BAMAKO, Mali (AP) — At least 10 government soldiers were killed Tuesday during an attack by armed groups in northern Mali, the nation’s armed forces said, amid ongoing deadly violence in the hard-hit region and as United Nations peacekeepers continue their withdrawal.
A coalition of former rebels known as the Permanent Strategic Framework for Peace, Security and Development claimed responsibility for the attack in the city of Bourem in Gao region and said they have captured parts of the city. The development signaled a failure of a 2015 agreement which the former rebels signed with Malian authorities to stop their rebellion.
Malian security forces repelled “the attack with booby-trapped vehicles by several terrorists aboard several vehicles and motorcycles in the locality of Bourem,” according to a statement issued by Col. Souleymane Dembelé, a spokesman for the Malian Armed Forces. He said 13 soldiers were wounded in the incident while 46 of the attackers were killed.
Claiming responsibility for the attack in an earlier statement on Tuesday the former rebels also said they have “begun operations by taking several positions” in Bourem, a small city where jihadi groups have also been fighting the security forces.
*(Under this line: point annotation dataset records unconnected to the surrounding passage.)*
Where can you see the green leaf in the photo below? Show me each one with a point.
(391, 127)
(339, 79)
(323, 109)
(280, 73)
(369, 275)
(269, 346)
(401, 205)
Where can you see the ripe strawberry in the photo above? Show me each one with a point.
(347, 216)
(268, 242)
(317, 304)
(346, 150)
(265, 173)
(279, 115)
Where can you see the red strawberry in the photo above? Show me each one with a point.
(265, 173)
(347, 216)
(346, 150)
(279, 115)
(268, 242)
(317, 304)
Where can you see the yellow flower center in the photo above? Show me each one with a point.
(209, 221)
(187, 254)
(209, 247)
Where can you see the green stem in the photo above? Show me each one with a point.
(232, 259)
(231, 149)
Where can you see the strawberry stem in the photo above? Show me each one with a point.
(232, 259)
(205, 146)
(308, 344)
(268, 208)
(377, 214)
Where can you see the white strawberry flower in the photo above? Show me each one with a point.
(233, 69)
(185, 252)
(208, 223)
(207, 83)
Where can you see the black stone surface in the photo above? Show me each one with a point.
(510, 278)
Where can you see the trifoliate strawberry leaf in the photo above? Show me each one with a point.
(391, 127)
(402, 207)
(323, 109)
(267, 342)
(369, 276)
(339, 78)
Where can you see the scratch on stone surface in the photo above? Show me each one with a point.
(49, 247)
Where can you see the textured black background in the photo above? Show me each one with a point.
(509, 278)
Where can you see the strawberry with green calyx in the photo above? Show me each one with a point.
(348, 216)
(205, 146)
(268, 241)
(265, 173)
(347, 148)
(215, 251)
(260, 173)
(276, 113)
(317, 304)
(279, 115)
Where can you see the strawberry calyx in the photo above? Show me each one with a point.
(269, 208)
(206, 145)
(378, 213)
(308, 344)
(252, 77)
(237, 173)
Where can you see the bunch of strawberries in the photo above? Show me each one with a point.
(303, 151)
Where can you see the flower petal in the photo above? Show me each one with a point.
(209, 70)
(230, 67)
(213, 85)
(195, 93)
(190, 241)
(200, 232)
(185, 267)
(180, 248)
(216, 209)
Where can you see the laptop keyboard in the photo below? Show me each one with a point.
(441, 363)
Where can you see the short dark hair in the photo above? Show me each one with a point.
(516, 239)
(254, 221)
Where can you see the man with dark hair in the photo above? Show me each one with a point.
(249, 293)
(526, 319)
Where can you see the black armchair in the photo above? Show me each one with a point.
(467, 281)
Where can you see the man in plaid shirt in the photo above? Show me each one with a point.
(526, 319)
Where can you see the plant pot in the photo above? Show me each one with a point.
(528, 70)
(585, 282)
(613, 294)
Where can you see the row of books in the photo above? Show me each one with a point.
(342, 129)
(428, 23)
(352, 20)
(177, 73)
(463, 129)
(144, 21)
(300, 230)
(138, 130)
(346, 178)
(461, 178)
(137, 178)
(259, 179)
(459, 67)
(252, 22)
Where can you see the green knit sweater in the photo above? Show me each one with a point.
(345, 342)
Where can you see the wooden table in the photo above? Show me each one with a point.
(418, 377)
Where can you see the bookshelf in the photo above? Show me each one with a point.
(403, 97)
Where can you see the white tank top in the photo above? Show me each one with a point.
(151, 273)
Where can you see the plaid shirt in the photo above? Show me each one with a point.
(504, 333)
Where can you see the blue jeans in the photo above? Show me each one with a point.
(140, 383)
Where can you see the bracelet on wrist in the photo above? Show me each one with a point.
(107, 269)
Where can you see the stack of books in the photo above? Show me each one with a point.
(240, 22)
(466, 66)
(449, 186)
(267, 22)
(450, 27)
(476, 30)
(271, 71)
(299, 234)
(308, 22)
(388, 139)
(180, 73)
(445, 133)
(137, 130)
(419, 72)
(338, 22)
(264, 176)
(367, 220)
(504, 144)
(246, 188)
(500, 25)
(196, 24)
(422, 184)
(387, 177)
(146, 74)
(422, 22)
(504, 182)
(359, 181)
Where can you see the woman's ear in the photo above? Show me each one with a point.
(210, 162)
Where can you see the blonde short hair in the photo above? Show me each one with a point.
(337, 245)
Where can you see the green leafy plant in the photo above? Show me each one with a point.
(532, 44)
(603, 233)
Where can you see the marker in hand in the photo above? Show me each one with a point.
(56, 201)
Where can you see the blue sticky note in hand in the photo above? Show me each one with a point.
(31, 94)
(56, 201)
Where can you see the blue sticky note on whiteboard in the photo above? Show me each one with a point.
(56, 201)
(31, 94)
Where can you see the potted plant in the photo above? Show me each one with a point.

Tuesday’s attack comes days after jihadi fighters killed 49 civilians and 15 government soldiers when they targeted a passenger boat near the city of Timbuktu on the Niger River and a military position in Bamba further downstream in Gao.
The violence by the jihadi groups is worsened by recent attacks by the former rebels, who are Tuareg independence fighters that drove security forces out of northern Mali in 2012 as they sought to create the state of Azawad in northern Mali before the 2015 agreement with the government to cease fighting.
In August 2020, Mali’s president was overthrown in a coup that included an army colonel who carried out a second coup and was sworn in as president in June 2021. He developed ties to Russia’s military and Russia’s Wagner mercenary group but authorities have struggled to end the violence in parts of the country.